I skipped my workout plans yesterday. My body was just not having it, and I spent a lot of the day on the couch/sleeping. Fatigue just took over, and I was powerless against it. Now, I'm paying for it, emotionally.
I'm tearing myself up over the SP challenge here. I realize I feel like I'm failing, and that's when I start to give up, and let go. I won't let that happen this time. I refuse. So, I missed some workouts, and haven't been perfect as I had hoped.

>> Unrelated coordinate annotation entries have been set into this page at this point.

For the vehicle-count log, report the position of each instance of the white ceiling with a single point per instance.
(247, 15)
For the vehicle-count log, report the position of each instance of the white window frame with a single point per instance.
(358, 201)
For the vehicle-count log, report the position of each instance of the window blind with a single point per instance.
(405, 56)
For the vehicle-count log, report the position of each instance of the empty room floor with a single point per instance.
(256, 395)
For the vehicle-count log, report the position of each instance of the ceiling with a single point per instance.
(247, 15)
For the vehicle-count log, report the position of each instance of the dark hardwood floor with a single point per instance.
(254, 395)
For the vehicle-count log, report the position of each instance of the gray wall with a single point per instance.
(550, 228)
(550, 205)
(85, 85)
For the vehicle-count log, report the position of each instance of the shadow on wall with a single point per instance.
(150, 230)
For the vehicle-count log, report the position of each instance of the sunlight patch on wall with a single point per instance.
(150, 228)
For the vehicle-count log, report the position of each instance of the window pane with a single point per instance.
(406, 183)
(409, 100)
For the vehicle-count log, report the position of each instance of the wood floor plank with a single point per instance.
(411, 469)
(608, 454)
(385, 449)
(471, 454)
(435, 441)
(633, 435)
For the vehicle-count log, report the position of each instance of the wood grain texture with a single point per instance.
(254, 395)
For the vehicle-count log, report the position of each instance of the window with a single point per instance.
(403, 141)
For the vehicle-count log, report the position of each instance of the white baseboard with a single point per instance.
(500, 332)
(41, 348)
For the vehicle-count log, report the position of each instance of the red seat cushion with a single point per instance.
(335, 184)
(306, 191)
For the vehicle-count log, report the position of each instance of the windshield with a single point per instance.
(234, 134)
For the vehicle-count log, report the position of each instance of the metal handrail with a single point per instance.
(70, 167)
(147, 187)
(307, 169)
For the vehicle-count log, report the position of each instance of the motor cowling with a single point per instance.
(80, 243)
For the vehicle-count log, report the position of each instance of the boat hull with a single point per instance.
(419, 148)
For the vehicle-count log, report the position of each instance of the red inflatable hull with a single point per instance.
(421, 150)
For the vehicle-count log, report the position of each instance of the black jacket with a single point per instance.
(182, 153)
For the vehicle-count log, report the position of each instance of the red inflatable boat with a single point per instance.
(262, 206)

That's ok, because here is the real challenge - getting back to it regardless.
Here comes the part where I talk myself into sticking with the schedule, NOT trying to rush and make up everything I missed but let that go, and continue on.
Working out tonight proves I can do this, and not let fatigue or stupid body uncooperativeness get me down.
Working out tonight proves I am not failing, or losing, but succeeding and winning by picking myself up and continuing on.
Working out tonight will help me show fatigue who is boss here, and that would be me.
Working out has so many health benefits, and I need those. I need my body to be the best that it can be, to give me the best chances I can have to kicking some lupus booty.
So there it is. Right back around again - from failure to success. It's ok to slip, as long as you get RIGHT back on. No waiting, no debating, no re-planning. Just get back to where you were, and keep on moving.